Notice that when we first create the builder we supply the type of application we are building, as well as a name for this application. These are used for display in the UI and are useful when there are multiple topologies to be rendered.

Also, look at the first node. This does not declare a parent, which is because it is an input topic and therefore has no upstream dependencies. The rest of the nodes declare the previous node as a parent.

Submitting the Topology

To submit the topology to Lenses, we must create an instance of the TopologyClient. To do this, we use the static build method on the KafkaTopologyClient class that requires typical Kafka producer properties.

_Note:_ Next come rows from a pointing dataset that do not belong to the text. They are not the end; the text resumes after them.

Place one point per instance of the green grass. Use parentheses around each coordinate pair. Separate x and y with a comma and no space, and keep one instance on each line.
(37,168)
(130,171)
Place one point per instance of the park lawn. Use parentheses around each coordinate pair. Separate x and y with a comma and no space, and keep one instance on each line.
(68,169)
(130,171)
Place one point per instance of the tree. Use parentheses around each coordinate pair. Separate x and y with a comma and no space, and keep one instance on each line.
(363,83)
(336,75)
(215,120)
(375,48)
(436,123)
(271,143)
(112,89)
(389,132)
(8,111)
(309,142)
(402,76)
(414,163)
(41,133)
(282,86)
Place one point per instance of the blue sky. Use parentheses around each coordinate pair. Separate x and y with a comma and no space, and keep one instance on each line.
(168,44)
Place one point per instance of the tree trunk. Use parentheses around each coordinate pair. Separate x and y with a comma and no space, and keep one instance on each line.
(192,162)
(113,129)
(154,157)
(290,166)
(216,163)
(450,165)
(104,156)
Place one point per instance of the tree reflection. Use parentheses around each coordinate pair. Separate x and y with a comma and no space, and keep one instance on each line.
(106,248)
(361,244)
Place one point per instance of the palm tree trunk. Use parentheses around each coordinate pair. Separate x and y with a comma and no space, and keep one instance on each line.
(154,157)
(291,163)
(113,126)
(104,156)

This particular implementation sends the topologies via kafka topics for persistence.

Properties topologyProps = new Properties();
topologyProps.put(ProducerConfig.BOOTSTRAP_SERVERS_CONFIG, "localhost:9092");
/* Customise the target topics. If so, make sure `lenses.topics.external.topology` and
`lenses.topics.external.metrics` are set accordingly.

topologyProps.put("lenses.topics.topology", "_lenses_topology");
topologyProps.put("lenses.topics.metrics", "_lenses_topology_metrics");
*/

TopologyClient client = KafkaTopologyClient.create(topologyProps);
client.register(topology);

After submission, the Lenses UI will display the topology. In the following screenshot you can see three topologies that have been submitted, each one reading from a shared input topic but writing to an individual output topic.

And in the next screenshot you can see the focus on an individual app. Notice that each stage in the app is represented in the lower half of the screen.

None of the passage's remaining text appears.